Faux soleil – Jim Harrisson



Jim Harrisson est l’un des très grands auteurs américains contemporains dont nous n’avions pas encore eu l’occasion de publier des analyses malgré la richesse et la 
qualité de sa production littéraire depuis une trentaine d’années.

A l’image de Russel Banks, J. Harrisson est un rural, un homme proche de la nature. Né d’une mère suédoise et d’un père spécialiste des questions de fertilité des sols, il passa son enfance dans la campagne et décidé très tôt, à l’adolescence, de devenir 
écrivain pour les avantages et la liberté que cette vie offrait.

Après avoir exercé pendant un an comme assistant en Anglais dans une université new-yorkaise, il fait le choix de retourner dans une ferme du Michigan pour s’y occuper de sa famille et se consacrer entièrement à l’écriture. « Faux Soleil » fut publié en 1984 et n’est sans doute ni le meilleur ni le plus représentatif de ses livres. 

Il n’en constitue pas moins un ouvrage assez remarquable par sa structure et le style si personnel de l’auteur. Toujours est-il que, pour notre part, une fois commencé nous n’avons quasiment pas lâché le roman avant d’en avoir tourné la dernière page.

L’auteur use d’un procédé littéraire classique. Il laisse accroire, dans son prologue auquel il donne un caractère de forte vraisemblance en mêlant références à sa propre vie et pure fiction, qu’il est le personnage qui va tenir la plume et que ce qu’il va relater lui est arrivé, personnellement. C’est tellement bien fait que, malgré la ficelle largement usée, on y croit !

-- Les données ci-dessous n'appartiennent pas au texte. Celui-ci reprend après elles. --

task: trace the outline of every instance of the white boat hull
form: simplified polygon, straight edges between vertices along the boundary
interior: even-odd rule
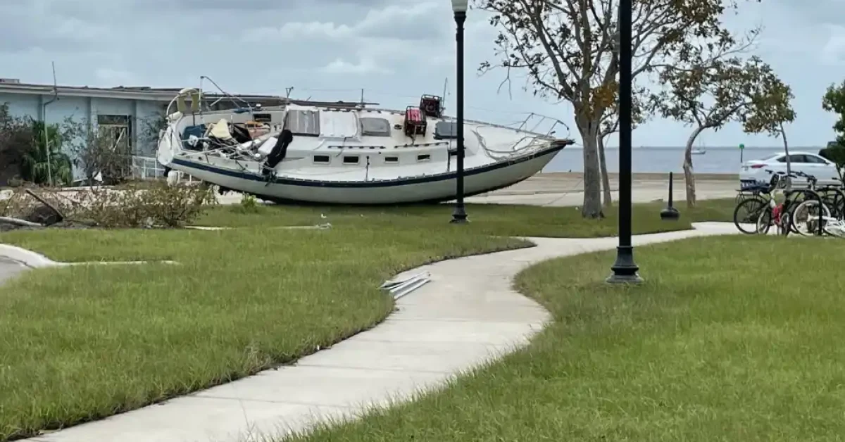
[[[573,144],[482,122],[458,126],[431,100],[423,95],[404,112],[296,105],[250,113],[180,111],[168,114],[157,157],[167,168],[269,201],[395,205],[456,197],[461,138],[465,196],[525,180]],[[264,134],[244,134],[256,125]]]
[[[510,161],[466,169],[466,196],[479,194],[523,181],[548,164],[564,145],[550,146],[534,155]],[[441,202],[456,197],[455,172],[396,180],[325,182],[264,178],[249,172],[236,172],[213,164],[175,158],[169,165],[191,176],[274,202],[342,205],[395,205]]]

C’est donc en journaliste (ce que Harrisson fut tout au long de sa carrière, aussi) que l’auteur se dissimule. Un journaliste usé par la vie, en surpoids, frappé de goutte, abusant de tout, la bonne chère, l’alcool et les femmes. Un journaliste aussi auteur de romans et que, par hasard, un riche magnat rencontré dans un vestiaire d’un club privé de Palm Beach met au défit de rédiger un livre sur un vrai personnage. Piqué au vif, notre homme va accepter et se trouver embarqué dans une aventure étrange et pittoresque.

Après un épuisant trajet au volant d’un 4x4 aménagé pour sa goutte, le voici transporté dans un chalet perdu en pleine nature dans le Nord du Michigan, lieu de quasi désolation, sans charme particulier et réservé aux fous de chasse et de pêche (cf, une fois de plus Russel Banks). Il y est envoyé pour interviewer Strang, le gendre du magnat. Strang est un être étrange qui a passé sa vie à construire des barrages aux quatre coins de la terre. Frappé d’épilepsie, il fut l’objet d’un gravissime accident sur son dernier chantier qui le laissa les jambes tenues par des broches, aux bons soins d’une bombe costaricaine, perdus tous deux dans un chalet supposé interdit à toute visite. Une bombe qui veille à le faire ramper pendant des heures sur les conseils de médecins visiblement dépassés par les évènements.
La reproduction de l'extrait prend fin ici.